Antes, em julho de 1944, já com a perspectiva de vitória dos aliados, um encontro de representantes de 45 países definiu as novas regras da economia internacional. A reunião foi realizada em Bretton Woods, no estado de New Hampshire, Estados Unidos, no hotel Mount Washington. O representante brasileiro foi o economista Roberto Campos. Entre as principais definições do acordo de Bretton Woods, estão a de que o dólar norte-americano seria a moeda padrão das transações internacionais e a criação do Banco Mundial, do Fundo monetário Internacional e do Banco Interamericano para Reconstrução e Desenvolvimento (Bird).

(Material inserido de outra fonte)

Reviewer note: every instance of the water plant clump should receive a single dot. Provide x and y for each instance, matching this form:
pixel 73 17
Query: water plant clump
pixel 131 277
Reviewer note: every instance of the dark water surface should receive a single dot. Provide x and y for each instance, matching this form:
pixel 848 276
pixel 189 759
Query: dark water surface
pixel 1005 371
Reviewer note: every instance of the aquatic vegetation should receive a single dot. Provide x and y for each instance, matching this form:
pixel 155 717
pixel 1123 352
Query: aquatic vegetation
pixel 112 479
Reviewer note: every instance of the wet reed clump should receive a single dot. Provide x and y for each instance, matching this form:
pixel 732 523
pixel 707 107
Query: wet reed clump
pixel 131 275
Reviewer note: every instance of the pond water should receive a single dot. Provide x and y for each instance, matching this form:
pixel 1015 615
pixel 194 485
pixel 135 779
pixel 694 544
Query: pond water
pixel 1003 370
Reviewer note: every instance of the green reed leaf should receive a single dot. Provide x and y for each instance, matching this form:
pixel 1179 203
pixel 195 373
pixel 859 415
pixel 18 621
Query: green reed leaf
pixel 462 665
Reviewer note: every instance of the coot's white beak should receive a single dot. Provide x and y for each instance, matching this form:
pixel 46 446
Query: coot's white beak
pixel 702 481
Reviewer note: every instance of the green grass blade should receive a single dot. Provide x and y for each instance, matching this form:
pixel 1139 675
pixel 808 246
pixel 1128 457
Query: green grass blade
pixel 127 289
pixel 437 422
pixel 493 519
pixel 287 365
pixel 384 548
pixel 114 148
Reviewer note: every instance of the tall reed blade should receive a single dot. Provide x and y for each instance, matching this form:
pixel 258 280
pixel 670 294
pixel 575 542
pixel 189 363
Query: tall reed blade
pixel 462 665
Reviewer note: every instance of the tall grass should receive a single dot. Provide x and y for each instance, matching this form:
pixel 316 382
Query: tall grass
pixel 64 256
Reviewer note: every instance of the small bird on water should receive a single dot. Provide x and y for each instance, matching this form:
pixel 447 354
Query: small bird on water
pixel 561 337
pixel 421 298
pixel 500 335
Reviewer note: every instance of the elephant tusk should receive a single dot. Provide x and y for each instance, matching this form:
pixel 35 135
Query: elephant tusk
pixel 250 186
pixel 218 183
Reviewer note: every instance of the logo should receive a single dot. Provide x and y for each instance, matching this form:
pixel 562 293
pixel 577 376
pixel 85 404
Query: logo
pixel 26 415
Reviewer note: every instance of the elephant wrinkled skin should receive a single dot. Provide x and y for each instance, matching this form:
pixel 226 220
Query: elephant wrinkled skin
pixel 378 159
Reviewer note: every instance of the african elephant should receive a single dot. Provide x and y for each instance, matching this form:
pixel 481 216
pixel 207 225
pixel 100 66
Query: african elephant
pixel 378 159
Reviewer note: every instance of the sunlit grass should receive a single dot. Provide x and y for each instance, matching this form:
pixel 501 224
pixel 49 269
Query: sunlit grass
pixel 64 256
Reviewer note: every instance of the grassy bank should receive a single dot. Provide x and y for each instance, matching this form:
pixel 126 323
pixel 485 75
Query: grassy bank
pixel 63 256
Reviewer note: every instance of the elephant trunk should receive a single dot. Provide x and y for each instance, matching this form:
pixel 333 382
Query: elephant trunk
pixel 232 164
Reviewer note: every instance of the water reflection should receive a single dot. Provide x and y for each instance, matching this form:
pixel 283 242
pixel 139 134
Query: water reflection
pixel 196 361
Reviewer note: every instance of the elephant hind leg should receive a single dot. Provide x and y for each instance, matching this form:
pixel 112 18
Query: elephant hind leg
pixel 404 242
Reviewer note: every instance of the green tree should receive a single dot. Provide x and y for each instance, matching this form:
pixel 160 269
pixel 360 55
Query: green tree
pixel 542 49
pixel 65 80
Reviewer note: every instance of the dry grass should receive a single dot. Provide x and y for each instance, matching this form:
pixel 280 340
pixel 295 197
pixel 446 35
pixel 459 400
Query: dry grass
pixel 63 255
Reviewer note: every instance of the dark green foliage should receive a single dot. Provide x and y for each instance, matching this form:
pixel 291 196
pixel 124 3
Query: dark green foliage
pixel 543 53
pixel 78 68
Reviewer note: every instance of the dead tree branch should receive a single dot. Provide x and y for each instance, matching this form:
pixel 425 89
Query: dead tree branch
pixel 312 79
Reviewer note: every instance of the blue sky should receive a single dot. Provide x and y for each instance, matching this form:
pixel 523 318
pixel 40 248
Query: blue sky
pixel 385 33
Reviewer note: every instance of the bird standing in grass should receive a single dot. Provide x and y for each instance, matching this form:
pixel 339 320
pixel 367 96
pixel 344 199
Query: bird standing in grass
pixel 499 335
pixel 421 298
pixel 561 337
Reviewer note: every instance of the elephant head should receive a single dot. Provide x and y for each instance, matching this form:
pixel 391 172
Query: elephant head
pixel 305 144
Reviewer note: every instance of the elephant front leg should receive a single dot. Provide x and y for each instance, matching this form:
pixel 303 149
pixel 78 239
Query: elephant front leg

O novo sistema financeiro beneficiou os Estados Unidos, que foi um dos vencedores da Segunda Guerra Mundial. O país, aliás, naquele momento emergiu como superpotência. A União Soviética estendeu sua área de proteção aos países do Leste Europeu. E Washington garantiu sua hegemonia sobre a Europa Ocidental, as Américas Central e do Sul e boa parte da Ásia, através do Japão e das Filipinas. De Gaulle, o líder francês detestado pelos três, não foi convidado para Yalta. Mas a França recebeu, por interferência de Churchill, a administração de uma área da Berlim ocupada.

A história é essa. Os vencedores ficam com o butim e as vantagens posteriores da vitória. A Alemanha foi desmontada. Suas fábricas foram transferidas para o leste. Seus principais cientistas foram absorvidos pelas duas potências. O programa espacial norte- americano foi conduzido pelo alemão que criou a poderosa V-2, arma que arrasou Londres: Werner von Braun. O programa soviético também se beneficiou dos conhecimentos alemães. O mesmo ocorreu com o programa nuclear dos dois grandes. As duas superpotências, mais França, Inglaterra e China, fazem parte do Conselho de Segurança da ONU com poder de veto. São eles, os cinco, que fizeram as principais guerras nos últimos 40 anos.

O presidente Lula fala no Brasil e fora do país que o comércio entre países deve ser realizado em outra moeda, contornando a obrigação de negociar em dólar. Os países sul-americanos vivem a permanente escassez dessa moeda. Alguns, como o Panamá, adotaram a moeda norte-americana. A crise é permanente, apenas pula de país em país. A solução de contornar o dólar parece óbvia, mas a imposição resulta dos acordos realizados pelos vencedores da Segunda Guerra Mundial. Aparentemente, para modificar esse cenário, será necessário negociar em posição de força, o que o Brasil não tem.

Falar sobre isso não muda nada, apenas irrita um pouco os norte-americanos que não se preocupam muito com o assunto na América do Sul. Quando a conversa é com chineses, a ameaça se torna mais séria. Além de ter fabulosa reserva em dólares, algo ao redor de US$ 3,2 trilhões, Pequim tem fantástico poder comercial que se espalha pelo mundo. Há possibilidades de o yuan — a moeda chinesa — se insinuar como moeda internacional.

Mas isso não será resolvido com discurso e tapinha nas costas. O dólar alcançou essa posição depois de uma guerra que produziu mais de 50 milhões de mortos. O doutor Henry Kissinger, que completou neste mês 100 anos, lúcido, diz que o futuro da humanidade depende do entendimento dos Estados Unidos com a China. Lula precisa conversar mais com Celso Amorim.